We have seen in the HotROD demo that the calculation of the shortest route performed by the route service is a relatively expensive operation (probably CPU intensive). It would be nice if we could calculate how much CPU time we spend per customer. However, the route service is an example of a shared infrastructure resource that is further down the architectural layers from the point where we know about the customer. It does not need to know about the customer in order to calculate the shortest route between two points.

Passing the customer ID to the route service just to measure the CPU usage would be poor API design. Instead, we can use the distributed metadata propagation built into the tracing instrumentation. In the context of a trace, we know for which customer the system is executing the request, and we can use metadata (baggage) to transparently pass that information throughout the architecture layers, without changing all the services to accept it explicitly.

If we want to perform CPU usage aggregation by some other dimension, say, the session ID from the JavaScript UI, we can do so without changing all the components as well.

To demonstrate this approach, the route service contains the code to attribute the CPU time of calculations to the customer and session IDs, which it reads from the baggage. In the services/route/server.go file, we can see this code:

func computeRoute(
    ctx context.Context, 
    pickup, dropoff string,
) *Route {
    start := time.Now()
    defer func() {
        updateCalcStats(ctx, time.Since(start))
    }()
    // actual calculation ...
}

As with the instrumented mutex we saw earlier, we don't pass any customer/session IDs because they can be retrieved from baggage via the context. The code actually uses some static configuration to know which baggage items to extract and how to report the metrics.

var routeCalcByCustomer = expvar.NewMap(
    "route.calc.by.customer.sec",
)
var routeCalcBySession = expvar.NewMap(
    "route.calc.by.session.sec",
)
var stats = []struct {
    expvar  *expvar.Map
    baggage string
}{
    {routeCalcByCustomer, "customer"},
    {routeCalcBySession, "session"},
}

This code uses the expvar package ("exposed variables") from Go's standard library. It provides a standard interface to global variables that can be used to accumulate statistics about the application, such as operation counters, and it exposes these variables in JSON format via an HTTP endpoint, /debug/vars.

The expvar variables can be standalone primitives, like float and string, or they can be grouped into named maps for more dynamic statistics. In the preceding code, we define two maps: one keyed by customer ID and another by session ID, and combine them in the stats structure (an array of anonymous structs) with the names of metadata attributes that contain the corresponding ID.

The updateCalcStats() function first converts the elapsed time of an operation into seconds as a float value, then iterates through the stats array and checks if the span metadata contains the desired key ("customer" or "session").
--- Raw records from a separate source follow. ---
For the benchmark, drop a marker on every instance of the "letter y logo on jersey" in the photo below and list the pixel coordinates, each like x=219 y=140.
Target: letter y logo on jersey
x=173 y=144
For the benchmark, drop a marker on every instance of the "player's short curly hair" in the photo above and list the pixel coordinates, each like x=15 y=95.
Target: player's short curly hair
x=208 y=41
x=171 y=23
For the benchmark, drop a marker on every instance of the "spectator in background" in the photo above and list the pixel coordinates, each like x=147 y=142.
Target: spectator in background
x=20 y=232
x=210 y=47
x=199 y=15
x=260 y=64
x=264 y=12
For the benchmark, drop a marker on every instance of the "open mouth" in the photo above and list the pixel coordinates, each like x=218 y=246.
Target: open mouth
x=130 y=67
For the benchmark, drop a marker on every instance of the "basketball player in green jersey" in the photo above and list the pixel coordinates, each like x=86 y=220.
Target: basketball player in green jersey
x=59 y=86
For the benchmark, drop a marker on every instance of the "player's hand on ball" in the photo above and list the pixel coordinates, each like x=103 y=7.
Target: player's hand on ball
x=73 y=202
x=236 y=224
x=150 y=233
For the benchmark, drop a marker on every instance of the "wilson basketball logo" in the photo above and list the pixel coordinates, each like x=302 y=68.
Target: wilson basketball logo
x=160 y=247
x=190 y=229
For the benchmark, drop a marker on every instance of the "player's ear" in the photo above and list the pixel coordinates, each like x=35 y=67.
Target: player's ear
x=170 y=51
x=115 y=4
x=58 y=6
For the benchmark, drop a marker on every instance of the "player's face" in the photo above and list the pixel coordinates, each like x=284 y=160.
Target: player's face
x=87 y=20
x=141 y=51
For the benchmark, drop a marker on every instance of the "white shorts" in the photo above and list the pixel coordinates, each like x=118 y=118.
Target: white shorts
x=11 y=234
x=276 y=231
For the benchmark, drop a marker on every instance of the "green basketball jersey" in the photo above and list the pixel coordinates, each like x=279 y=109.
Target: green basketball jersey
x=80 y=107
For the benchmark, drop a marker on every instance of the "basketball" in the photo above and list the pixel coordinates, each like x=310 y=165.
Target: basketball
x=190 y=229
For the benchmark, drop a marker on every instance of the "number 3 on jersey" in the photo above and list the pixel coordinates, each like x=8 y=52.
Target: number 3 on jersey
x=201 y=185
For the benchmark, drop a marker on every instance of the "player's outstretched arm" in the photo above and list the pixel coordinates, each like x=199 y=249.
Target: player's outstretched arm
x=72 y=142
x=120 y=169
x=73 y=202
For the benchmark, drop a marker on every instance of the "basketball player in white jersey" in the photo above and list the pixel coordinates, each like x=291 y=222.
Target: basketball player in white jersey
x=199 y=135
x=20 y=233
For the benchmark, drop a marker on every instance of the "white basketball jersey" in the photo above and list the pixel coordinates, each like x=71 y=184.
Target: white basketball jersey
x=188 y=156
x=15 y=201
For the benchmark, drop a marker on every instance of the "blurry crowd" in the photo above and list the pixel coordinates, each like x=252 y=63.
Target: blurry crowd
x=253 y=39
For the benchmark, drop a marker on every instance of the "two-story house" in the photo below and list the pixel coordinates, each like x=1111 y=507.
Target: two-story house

If the baggage item with that key is not empty, it increments the counter for that key by calling AddFloat() on the respective expvar.Map to aggregate the time spent on computing the route.

func updateCalcStats(ctx context.Context, delay time.Duration) {
    span := opentracing.SpanFromContext(ctx)
    if span == nil {
        return
    }
    delaySec := float64(delay/time.Millisecond) / 1000.0
    for _, s := range stats {
        key := span.BaggageItem(s.baggage)
        if key != "" {
            s.expvar.AddFloat(key, delaySec)
        }
    }
}

If we navigate to http://127.0.0.1:8083/debug/vars, which is one of the endpoints exposed by the HotROD application, we can see route.calc.by.* entries that give us the breakdown of time (in seconds) spent in calculation on behalf of each customer, and some UI sessions.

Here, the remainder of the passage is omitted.